The DeepSparse GitHub repo contains a guided example for deploying a DeepSparse Pipeline on AWS Lambda for the sentiment analysis task.
The scope of this application encompasses:
- The construction of a local Docker image.
- The creation of an ECR repo in AWS.
- Pushing the local image to ECR.
- The creation of the appropriate IAM permissions for handling Lambda.

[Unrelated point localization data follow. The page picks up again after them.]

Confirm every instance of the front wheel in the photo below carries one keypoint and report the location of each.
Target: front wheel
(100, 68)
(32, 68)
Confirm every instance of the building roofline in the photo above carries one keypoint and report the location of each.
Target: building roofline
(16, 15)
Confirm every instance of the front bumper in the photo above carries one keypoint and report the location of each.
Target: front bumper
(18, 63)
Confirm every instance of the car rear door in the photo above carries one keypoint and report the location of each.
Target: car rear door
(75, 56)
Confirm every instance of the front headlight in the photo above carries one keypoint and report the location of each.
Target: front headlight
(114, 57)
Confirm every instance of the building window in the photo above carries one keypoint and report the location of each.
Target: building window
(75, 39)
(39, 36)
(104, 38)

- The creation of a Lambda function alongside an API Gateway in a CloudFormation stack.
Requirements
The following credentials, tools, and libraries are also required:
- The AWS CLI version 2.X that is configured. Double check if the
region
that is configured in your AWS CLI matches the region passed in the SparseLambda class found in theendpoint.py
file. Currently, the default region being used isus-east-1
. - The AWS Serverless Application Model (AWS SAM), an open-source CLI framework used for building serverless applications on AWS.
- Docker and the
docker
cli. - The
boto3
python AWS SDK:pip install boto3
.
Quick Start
git clone https://github.com/neuralmagic/deepsparse.git
cd deepsparse/examples/aws-lambda
pip install -r requirements.txt
Model Configuration
To use a different sparse model please edit the model zoo stub in the Dockerfile
.
To change pipeline configuration (e.g., change task, engine), edit the pipeline object in the app.py
file. Both files can be found in the /lambda-deepsparse/app
directory.
Create Endpoint
Run the following command to build your Lambda endpoint.
python endpoint.py create
Call Endpoint
After the endpoint has been staged (~3 minutes), AWS SAM will provide your API Gateway endpoint URL in CLI. You can start making requests by passing this URL into the LambdaClient object. Afterward, you can run inference by passing in your text input:
from client import LambdaClient
LC = LambdaClient("https://#########.execute-api.us-east-1.amazonaws.com/inference")
answer = LC.client({"sequences": "i like pizza"})
print(answer)
answer: {'labels': ['positive'], 'scores': [0.9990884065628052]}
On your first cold start, it will take a ~30 seconds to get your first inference, but afterward, it should be in milliseconds.
Delete Endpoint
If you want to delete your Lambda endpoint, run:
python endpoint.py destroy